Science!

[dvandom]

Well, more like science, not SCIENCE!. But still. Back in grad school I worked out an explanation of the Coriolis force that didn't require using all sorts of complicated principles. It had holes, and I found a better explanation. That has stood until recently, when a guy in Germany started emailing me about a problem with it. I'm still not totally sure what he's getting at, but clearly it's time for another revision. And here it is! The part I need to re-explain in the most depth isn't done yet, I'm still building the props.

Edit: I borrowed a basketball from the lab equipment room and used it and some micro-Gundam figures to finish up my explanation.

Comments

[foomf.livejournal.com]

But there's no preferred north in this case - with a two-point problem, you never have to move off the equator no matter where it is.

And with regards to coriolis force, all this geometry serves only to identify the vectors involved. And the amusing thing about that: there's a right-hand-rule governing the expansion of a triangle to a sphere. The bulge will always be to the outside, which (standing at any vertex and facing out) will map the points to the right of where they would be on the planar view.

[dvandom.livejournal.com]

Part of defining an arbitrary north is that you're establishing a great circle upon which you're standing. If you say you're shooting something north on a non-spinning sphere, it will keep going north. If you say, "That's north, now I will shoot this east" and turn 90 degrees before firing, your shot will start to curve to the right as it follows a great circle rather than following the arbitrary line you draw on the ground.
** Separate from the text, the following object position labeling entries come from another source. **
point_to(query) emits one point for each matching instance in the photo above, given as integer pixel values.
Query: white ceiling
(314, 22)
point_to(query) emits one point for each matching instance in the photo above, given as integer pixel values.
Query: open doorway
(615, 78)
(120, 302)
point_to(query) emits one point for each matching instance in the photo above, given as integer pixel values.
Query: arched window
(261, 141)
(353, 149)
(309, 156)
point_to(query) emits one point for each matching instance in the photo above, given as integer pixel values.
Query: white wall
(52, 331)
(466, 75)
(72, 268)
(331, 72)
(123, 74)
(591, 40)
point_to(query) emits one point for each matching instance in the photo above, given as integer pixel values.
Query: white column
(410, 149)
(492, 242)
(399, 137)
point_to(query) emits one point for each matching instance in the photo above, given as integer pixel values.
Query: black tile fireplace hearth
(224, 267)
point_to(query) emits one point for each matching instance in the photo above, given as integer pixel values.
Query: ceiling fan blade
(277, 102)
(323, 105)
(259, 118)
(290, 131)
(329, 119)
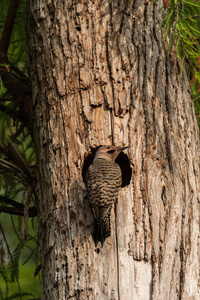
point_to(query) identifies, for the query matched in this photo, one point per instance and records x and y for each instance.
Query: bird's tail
(102, 230)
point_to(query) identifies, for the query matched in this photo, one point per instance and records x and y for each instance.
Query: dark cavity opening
(122, 160)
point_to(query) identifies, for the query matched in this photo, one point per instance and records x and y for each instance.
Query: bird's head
(109, 152)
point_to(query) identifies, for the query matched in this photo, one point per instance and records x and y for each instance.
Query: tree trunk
(100, 75)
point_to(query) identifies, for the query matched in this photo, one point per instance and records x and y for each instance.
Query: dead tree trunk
(100, 75)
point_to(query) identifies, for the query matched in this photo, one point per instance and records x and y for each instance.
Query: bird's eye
(111, 151)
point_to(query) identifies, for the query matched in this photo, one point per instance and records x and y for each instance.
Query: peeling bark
(100, 75)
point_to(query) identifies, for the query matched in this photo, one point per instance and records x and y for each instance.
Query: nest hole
(122, 160)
I doubt this issue will bother the target audience, but I'll put in an aside anyway. :)

[foomf.livejournal.com]

The arbitrary line you draw on the ground is also a great circle segment. It's illusionary to think it's flat; on a sphere, there is no flat. You can demonstrate it by drawing all this on a balloon, then inflating it.

If you have a transparent bowl and the balloon is too opaque to see through, you can demonstrate the 'flat' part by showing the flat balloon under the bowl, then inflate the balloon and draw the line on the outside. The curve becomes immediately obvious when you look from the 'start.


Yeah, I figured all this out in third grade when the teacher was trying to explain parallel lines and that they don't ever meet, except of course in a curved space-time, and she didn't understand that. This is what happens when you teach new math before you teach arithmetic - the kids can grasp really interesting concepts but cannot perform simple calculations in reasonable time.

[foomf.livejournal.com]

AHA! I just spotted the problem.

No, if you shoot east and are facing east, the shot will not curve. The curve, as mapped to your planar view, is still entirely vertical and thus appears to be a line.

Now if you are facing North and shoot something to the northeast, and manage to keep the trajectory visible, you will see the rightwards bulge, of course, since the center of the translation is north. And it will arc back in again.

[foomf.livejournal.com]

And incidentally, you can see this effect in jet contrails.